Short Stories, Irish literature, Classics, Modern Fiction, Contemporary Literary Fiction, The Japanese Novel, Post Colonial Asian Fiction, The Legacy of the Austro-Hungarian Empire and quality Historical Novels are Among my Interests








Monday, March 12, 2012

"Eveline" by James Joyce  (1914, 5 pages, in The Dubliners)


A Story of Those Who Stayed
Irish Short Story Week Year Two
The Irish Diaspora



Please consider joining us for Irish Short Story Week Year Two, March 12 to March 22.   All you need do is post on one short story by an Irish author and send me a comment or an e mail and I will include it in the master post at the end of the challenge. 
"Difficult and Obscure, I beg to differ"

I pity the poor immigrant
Who tramples through the mud
Who fills his mouth with laughing
And who builds his town with blood
Whose visions in the final end
Must shatter like the glass
I pity the poor immigrant
When his gladness comes to pass.-Bob Dylan


In 1914 WWI Started, in Detroit Henry Ford set the minimum wage at $5.00 a day.  The provisional government of the Ulster counties votes to keep Ulster "in trust for The British Empire.    Kokoro, one of the classics of Japanese literature, was published.   The overpower literary event was the publication of The Dubliners.  

During Irish Short Story Week I   a number of people posted on a short story by James Joyce.     I posted on his "The Sisters" on "The View from Mount Parnassus Day".    I also posted on Joyce's "The Dead" on Blooms Day June 17, 2010.     This week I want to post on a beautiful short work that goes deeply into the heart of a young woman, "Eveline".
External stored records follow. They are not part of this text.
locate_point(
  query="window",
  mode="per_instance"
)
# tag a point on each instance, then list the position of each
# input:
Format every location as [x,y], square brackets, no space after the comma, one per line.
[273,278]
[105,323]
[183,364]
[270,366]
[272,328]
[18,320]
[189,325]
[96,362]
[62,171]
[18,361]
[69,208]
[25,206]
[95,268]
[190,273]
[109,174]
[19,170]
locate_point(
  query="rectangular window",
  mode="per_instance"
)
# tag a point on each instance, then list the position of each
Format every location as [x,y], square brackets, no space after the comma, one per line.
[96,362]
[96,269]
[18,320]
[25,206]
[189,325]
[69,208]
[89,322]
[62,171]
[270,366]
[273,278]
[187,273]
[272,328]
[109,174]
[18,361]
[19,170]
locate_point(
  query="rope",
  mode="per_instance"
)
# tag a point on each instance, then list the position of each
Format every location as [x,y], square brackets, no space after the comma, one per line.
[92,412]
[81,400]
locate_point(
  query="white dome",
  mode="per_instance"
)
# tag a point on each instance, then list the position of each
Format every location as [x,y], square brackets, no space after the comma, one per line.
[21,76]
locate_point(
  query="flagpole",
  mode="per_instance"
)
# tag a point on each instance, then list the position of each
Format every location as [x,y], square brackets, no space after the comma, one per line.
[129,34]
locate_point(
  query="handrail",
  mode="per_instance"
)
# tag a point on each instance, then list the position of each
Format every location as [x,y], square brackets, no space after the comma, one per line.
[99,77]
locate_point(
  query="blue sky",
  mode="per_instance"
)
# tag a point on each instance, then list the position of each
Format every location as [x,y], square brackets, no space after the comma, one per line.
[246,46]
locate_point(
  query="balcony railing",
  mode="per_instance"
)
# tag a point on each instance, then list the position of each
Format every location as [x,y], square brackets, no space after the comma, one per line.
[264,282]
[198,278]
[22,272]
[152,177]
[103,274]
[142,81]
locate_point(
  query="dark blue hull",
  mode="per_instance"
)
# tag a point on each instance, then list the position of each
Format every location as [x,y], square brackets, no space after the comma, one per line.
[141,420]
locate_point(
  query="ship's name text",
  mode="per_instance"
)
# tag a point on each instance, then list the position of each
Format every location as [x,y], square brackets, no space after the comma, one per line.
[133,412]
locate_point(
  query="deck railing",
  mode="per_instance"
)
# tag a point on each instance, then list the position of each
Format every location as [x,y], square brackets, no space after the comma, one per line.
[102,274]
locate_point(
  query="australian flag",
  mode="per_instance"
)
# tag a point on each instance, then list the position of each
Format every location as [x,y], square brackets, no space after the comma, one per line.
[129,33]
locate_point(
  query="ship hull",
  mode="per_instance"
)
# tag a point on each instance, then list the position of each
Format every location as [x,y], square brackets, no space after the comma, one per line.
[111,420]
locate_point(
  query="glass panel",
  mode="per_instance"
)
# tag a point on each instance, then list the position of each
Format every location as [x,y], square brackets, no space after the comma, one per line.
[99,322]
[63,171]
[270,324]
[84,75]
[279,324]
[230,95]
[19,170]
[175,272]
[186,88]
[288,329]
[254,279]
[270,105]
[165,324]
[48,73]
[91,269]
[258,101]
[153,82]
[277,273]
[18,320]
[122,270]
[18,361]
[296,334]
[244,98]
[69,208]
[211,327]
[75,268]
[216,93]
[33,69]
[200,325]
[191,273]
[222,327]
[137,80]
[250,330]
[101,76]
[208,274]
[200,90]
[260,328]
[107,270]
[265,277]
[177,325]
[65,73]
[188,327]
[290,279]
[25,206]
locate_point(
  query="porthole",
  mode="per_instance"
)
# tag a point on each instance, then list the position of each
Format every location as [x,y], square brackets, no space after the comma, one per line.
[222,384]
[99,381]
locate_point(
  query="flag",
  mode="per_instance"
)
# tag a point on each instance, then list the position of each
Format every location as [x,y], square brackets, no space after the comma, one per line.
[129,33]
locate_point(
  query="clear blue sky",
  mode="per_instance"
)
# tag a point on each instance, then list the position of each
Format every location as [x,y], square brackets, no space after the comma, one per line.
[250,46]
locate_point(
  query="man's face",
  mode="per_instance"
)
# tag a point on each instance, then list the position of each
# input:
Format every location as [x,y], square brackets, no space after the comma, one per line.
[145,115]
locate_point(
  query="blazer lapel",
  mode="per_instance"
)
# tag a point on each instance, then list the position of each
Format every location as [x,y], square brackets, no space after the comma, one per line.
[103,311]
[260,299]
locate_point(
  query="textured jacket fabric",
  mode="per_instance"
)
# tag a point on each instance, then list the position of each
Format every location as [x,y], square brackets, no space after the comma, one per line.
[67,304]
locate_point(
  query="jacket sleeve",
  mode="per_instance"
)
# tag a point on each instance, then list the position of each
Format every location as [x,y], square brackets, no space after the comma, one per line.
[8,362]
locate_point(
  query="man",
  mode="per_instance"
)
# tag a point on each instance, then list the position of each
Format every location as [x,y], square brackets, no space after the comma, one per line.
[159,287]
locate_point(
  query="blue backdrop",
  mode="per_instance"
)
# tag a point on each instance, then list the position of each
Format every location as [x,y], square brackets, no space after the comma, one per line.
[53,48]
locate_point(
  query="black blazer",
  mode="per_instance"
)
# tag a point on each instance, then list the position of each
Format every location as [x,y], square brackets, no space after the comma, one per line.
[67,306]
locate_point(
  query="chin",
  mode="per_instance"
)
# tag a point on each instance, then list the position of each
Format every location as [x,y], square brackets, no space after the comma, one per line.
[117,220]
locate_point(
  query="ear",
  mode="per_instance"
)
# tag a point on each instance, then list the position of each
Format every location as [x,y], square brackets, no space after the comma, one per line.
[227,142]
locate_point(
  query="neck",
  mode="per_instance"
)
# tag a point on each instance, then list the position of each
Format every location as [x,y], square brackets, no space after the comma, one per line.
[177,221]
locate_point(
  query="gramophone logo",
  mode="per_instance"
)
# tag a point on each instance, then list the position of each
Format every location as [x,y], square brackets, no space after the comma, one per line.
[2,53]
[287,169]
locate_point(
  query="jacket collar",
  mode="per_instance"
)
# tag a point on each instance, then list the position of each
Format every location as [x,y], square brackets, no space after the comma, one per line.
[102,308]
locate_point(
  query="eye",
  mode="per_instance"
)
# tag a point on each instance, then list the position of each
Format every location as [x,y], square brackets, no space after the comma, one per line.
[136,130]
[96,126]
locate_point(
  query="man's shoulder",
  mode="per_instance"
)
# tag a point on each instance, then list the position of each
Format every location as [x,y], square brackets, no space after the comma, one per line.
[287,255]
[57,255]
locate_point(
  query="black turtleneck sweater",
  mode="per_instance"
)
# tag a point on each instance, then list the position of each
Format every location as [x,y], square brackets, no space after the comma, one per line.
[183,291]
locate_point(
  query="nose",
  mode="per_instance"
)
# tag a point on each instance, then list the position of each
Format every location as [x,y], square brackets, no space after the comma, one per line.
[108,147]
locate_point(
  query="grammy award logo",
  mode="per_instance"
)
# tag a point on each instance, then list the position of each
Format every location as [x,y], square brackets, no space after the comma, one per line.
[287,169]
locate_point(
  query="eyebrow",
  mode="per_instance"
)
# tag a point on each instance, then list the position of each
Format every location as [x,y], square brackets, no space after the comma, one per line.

Joyce's collection of short stories,  The Dubliners, is the most influential collection of short stories from the 20th century, and maybe ever.   



Whether or not Ulysses is the greatest novel of the 20th century is a matter of literary taste.     If you love it, if you hate it, or if you see it as  a work that can be read only by those with a serious literary education and lots of reading time,  it cannot be denied its place as the most influential novel of the 20th century (and so far nothing has come along in the 21th century to threaten this position).   His short story "The Dead" is on most greatest short stories of all times list.   I think those who do not wish to acknowledge his greatest as a short story writer do so either because they they think it is too much for one man to be both the most important novelist and the most important short story writer or because they are academics who for what ever reason do not wish to teach Joyce in their classes.   

"Eveline", told in the third person, is about a young woman longing to be free but afraid of leaving the only place she has ever known and trapped by feelings of obligation to her family.     She is also somehow trapped by the things in her life.
Her mother is now dead, her father needs to be controlled.   He drinks to much and he used to beat his two sons.       Eveline takes care of the house and fixes the meals.     She longs to get away.    She also works at a store for a harsh woman who cares nothing about her.   

Eveline has met a merchant marine.   My first impulse was to think Oh no she has fallen for a sailor in town for a few days.   There is a passage that seems to suggest that Eveline fears being beaten or worse by her  father now that she is nineteen and has no one to protect her.    Joyce's prose is beautiful and hauntingly sad.

" She would not be treated as her mother had been. Even now, though she was over nineteen, she sometimes felt herself in danger of her father's violence. She knew it was that that had given her the palpitations. When they were growing up he had never gone for her like he used to go for Harry and Ernest, because she was a girl but latterly he had begun to threaten her and say what he would do to her only for her dead mother's sake. And no she had nobody to protect her. Ernest was dead and Harry, who was in the church decorating business, was nearly always down somewhere in the country. Besides, the invariable squabble for money on Saturday nights had begun to weary her unspeakably. She always gave her entire wages -- seven shillings -- and Harry always sent up what he could but the trouble was to get any money from her father".



It seems the sailor, Frank, is a decent man.   He wants Eveline to marry him and set sail for Buenes Aires, Argentina where there is a house waiting for them.    The story is set in a time 1000s of people are leaving Ireland and Buenes Aires  was a very frequent destination for Irish emigrants.


I do not wish to tell more of the plot of this brief short story.   As the story closes it seems to me that Eveline has made a mistake but one we can all relate to.   


Joyce has compressed several lives into just a few pages but really he has compressed much of the history of Ireland.    You can almost feel the loneliness of 
Eveline in this story.

This story can easily be founded online.   All of the work of Joyce is now in the public domain.